BARI - Ha ottantasei anni, fa il barbiere sin da bambino e, giovedì prossimo, la sua attività compirà sessant’anni. Se Giovanni Manobianco non è nato con pettine, forbici e rasoio tra le mani, poco ci manca. Ancora oggi, dopo decenni di onorato servizio, a «darci un taglio» non ci pensa nemmeno e ogni venerdì e sabato mattina è lì, nel suo salone, pronto ad accogliere con un sorriso e quell’immancabile gentilezza d’altri tempi i clienti di una vita. Soprattutto i più affezionati, che al suo tocco non intendono rinunciare, approfittando della sua abilità nelle acconciature classiche. Ma delle più stravaganti non vuole sentir parlare. «A quelle ci pensa mio figlio», dice sorridendo.
Nato a Bitetto il 5 ottobre del 1937, a soli sette anni rimase affascinato dalla pulizia praticata dai pochi barbieri operanti nel suo territorio. Fu quel particolare a fornirgli l’illuminazione necessaria a intravedere il florido futuro. Un faro puntato sulla strada del successo professionale. Una via che aspettava solo di essere percorsa e lungo la quale si incamminò senza perdere tempo. Nove anni più tardi, poi, il salto di qualità grazie al suo arrivo «Da Pomponio», storico salone di Bari degli anni Cinquanta, dove iniziò a farsi notare e benvolere.
Negli occhi di Giovanni si legge ancora la gioia fanciullesca di quel bambino di sette anni. Con giacca blu e cravatta gialla, occhiali indossati e capelli bianchi ben pettinati (e ci mancherebbe altro…), ci attende nel suo salone, al primo piano del civico 95 di via Calefati, a Bari. L’unico situato all’interno di un condominio e non al pianterreno, come ci si aspetterebbe da qualsiasi attività commerciale. Un luogo che sa di casa, dove la sala d’attesa si trasforma in piacevole salotto, aperto a risate, conversazioni e amicizie. Questa particolarità è ormai divenuta un vero marchio di fabbrica, ispirato da un soggiorno milanese, mentre il giovane Manobianco era in giro per l’Italia in qualità di giurato per un concorso aperto ai parrucchieri più talentuosi.

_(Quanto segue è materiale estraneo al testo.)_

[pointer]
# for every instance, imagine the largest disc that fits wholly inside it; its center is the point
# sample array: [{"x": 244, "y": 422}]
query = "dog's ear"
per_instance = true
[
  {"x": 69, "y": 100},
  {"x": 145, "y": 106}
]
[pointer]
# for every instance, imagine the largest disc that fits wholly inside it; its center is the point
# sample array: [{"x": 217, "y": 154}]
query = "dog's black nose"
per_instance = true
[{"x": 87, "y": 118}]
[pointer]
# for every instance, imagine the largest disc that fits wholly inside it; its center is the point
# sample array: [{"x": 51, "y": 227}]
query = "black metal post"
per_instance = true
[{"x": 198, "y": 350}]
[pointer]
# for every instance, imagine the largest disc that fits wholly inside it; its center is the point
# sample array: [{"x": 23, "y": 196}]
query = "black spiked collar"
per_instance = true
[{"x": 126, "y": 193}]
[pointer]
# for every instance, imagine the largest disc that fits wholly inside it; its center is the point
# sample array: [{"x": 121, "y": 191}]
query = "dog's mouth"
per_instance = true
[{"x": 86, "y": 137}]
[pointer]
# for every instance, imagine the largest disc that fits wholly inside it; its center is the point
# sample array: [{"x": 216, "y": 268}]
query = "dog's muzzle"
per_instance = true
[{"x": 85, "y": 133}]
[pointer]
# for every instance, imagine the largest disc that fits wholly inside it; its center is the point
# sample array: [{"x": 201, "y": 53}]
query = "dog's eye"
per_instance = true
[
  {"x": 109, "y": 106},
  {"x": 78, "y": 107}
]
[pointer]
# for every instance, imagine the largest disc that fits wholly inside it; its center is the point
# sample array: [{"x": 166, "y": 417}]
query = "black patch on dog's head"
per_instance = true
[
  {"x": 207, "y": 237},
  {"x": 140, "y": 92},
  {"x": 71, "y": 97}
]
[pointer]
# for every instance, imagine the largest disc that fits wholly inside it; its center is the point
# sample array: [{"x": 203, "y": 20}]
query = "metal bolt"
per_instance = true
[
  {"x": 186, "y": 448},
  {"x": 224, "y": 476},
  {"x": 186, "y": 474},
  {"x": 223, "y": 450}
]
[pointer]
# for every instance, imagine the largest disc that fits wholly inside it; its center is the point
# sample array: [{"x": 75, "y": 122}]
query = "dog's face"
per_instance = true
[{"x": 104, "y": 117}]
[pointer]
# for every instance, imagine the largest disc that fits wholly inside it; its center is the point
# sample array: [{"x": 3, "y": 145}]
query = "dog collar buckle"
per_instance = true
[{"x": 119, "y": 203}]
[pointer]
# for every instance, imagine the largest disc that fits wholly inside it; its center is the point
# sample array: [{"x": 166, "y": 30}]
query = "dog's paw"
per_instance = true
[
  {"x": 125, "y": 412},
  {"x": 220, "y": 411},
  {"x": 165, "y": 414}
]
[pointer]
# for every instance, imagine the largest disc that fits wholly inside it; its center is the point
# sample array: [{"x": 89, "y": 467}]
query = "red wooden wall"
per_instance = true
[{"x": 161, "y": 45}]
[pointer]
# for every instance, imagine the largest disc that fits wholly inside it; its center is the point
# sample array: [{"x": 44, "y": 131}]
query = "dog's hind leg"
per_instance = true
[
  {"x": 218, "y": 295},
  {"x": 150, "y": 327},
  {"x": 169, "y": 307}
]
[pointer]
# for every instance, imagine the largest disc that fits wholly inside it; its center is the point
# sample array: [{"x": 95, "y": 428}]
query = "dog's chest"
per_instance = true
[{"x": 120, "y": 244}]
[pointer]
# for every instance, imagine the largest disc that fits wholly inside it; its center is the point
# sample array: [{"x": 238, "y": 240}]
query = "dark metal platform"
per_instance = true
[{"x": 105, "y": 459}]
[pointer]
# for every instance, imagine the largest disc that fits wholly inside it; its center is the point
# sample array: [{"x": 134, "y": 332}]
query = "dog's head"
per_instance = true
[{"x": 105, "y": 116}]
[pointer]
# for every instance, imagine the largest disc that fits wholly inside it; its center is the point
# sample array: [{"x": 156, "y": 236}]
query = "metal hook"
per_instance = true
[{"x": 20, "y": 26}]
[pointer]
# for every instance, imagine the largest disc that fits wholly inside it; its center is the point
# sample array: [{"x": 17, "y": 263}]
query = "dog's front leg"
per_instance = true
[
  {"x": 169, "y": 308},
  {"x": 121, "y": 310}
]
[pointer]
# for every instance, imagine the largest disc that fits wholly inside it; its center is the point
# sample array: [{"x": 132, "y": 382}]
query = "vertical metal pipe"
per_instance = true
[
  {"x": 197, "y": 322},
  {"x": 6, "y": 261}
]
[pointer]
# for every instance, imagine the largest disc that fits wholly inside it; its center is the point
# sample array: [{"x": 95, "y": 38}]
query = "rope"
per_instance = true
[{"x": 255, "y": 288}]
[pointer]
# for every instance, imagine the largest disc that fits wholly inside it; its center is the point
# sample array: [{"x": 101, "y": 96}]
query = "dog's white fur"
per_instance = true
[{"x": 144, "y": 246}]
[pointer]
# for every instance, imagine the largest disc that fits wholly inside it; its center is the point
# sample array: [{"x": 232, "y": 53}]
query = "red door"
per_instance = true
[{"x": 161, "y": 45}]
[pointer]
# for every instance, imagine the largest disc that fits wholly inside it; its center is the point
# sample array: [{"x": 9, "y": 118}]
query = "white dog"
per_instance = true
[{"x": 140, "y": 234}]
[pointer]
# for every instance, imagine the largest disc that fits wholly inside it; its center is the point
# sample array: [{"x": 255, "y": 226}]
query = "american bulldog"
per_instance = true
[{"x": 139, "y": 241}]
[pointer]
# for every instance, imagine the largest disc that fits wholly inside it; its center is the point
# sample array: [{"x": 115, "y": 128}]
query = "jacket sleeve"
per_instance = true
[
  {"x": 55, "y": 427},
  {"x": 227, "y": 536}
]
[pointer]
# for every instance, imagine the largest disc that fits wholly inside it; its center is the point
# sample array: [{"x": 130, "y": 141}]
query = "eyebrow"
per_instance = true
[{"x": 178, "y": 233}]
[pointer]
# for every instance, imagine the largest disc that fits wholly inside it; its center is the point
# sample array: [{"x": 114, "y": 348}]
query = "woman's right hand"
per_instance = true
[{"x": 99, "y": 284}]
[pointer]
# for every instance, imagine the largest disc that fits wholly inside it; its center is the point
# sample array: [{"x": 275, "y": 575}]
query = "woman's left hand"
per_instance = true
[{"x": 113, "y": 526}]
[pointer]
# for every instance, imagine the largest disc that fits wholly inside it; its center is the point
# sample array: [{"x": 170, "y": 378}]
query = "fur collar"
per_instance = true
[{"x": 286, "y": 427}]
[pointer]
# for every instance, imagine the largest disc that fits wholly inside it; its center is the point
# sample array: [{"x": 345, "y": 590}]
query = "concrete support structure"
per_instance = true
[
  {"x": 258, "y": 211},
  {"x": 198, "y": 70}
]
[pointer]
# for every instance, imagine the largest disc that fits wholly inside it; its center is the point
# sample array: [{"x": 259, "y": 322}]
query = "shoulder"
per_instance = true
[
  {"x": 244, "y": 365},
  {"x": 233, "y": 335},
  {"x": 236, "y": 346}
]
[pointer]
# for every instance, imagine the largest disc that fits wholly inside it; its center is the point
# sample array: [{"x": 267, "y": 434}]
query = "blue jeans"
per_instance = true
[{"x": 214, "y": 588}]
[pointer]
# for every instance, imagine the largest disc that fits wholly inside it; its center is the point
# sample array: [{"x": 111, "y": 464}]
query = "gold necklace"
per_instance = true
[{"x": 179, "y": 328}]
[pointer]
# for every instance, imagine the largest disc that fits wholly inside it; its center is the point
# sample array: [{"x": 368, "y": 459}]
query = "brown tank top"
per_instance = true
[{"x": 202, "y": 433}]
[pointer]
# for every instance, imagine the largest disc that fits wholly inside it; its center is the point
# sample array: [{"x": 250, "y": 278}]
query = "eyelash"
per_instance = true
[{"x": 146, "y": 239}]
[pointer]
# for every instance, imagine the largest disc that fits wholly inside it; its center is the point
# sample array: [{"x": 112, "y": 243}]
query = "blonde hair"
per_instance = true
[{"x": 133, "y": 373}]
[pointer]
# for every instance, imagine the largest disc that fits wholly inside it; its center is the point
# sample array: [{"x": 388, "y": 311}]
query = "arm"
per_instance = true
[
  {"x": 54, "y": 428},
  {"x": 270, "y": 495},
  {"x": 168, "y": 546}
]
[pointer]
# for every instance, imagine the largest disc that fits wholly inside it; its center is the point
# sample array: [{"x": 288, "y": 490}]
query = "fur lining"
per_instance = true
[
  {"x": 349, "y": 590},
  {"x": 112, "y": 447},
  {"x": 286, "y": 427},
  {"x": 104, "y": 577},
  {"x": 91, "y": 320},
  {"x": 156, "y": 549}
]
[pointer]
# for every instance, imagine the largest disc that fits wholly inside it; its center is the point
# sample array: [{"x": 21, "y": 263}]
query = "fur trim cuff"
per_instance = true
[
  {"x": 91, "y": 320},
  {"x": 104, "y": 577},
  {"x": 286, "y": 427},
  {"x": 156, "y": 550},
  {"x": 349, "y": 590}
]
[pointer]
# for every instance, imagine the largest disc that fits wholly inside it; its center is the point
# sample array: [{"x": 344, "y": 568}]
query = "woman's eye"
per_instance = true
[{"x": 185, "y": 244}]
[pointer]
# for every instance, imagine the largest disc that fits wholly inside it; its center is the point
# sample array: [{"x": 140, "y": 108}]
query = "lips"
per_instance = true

«A Milano vidi un barbiere che lavorava in un palazzo e pensai di fare lo stesso a Bari - dice soddisfatto - Tutti i colleghi pensavano che la caratteristica di lavorare in un condominio fosse penalizzante e che, per questo, avrei chiuso i battenti nel giro di massimo tre mesi». Nulla di più sbagliato. «Dopo sessant’anni - afferma ridendo - sono l’unico di loro ancora qua». Nello stesso posto in cui, quel lontano 4 aprile del 1964, a venticinque anni di età, decise di aprire la sua attività insieme all’amico fraterno Sabino Marziliano. Nacque da lì l’indimenticabile salone «Giovanni & Sabino», portato avanti dai due soci fino al 1994, quando un male incurabile portò prematuramente via il secondo. Un’indescrivibile sofferenza per Giovanni, che non si arrese. E dopo aver già accolto nello staff sua nuora Rosa, per iniziare a occuparsi anche delle acconciature femminili, decise di mettersi in società con suo figlio Sandro, meccanico di 29 anni. Costretto a reinventarsi, il ragazzo ci mise un po’ per abituarsi ai nuovi arnesi del mestiere e oggi, assieme a sua moglie, è il titolare dell’attività a conduzione familiare, ribattezzata per l’appunto «Sandro e Rosa».
Giovanni ricorda inoltre che poco dopo l’apertura del suo salone, negli anni Settanta, contribuì a fondare l’Aram del Levante, l’Accademia regionale per acconciatori ed estetisti, di cui fu vicepresidente. Poi, si lascia andare ai nomi dei suoi clienti più celebri. Ci sono i politici Giorgio Almirante e Pinuccio Tatarella. C’è l’attore Antonio Petruzzi del film «I basilischi» di Lina Wertmüller, complimentatasi personalmente con Giovanni per l’acconciatura riservata al protagonista della pellicola.
A qualche giorno dal sessantesimo anniversario del suo salone, Giovanni riflette sui problemi del settore. Tra i principali vi è la mancanza di ricambio generazionale. «I giovani barbieri di oggi fanno tutto con la macchinetta e non sanno più maneggiare le forbici».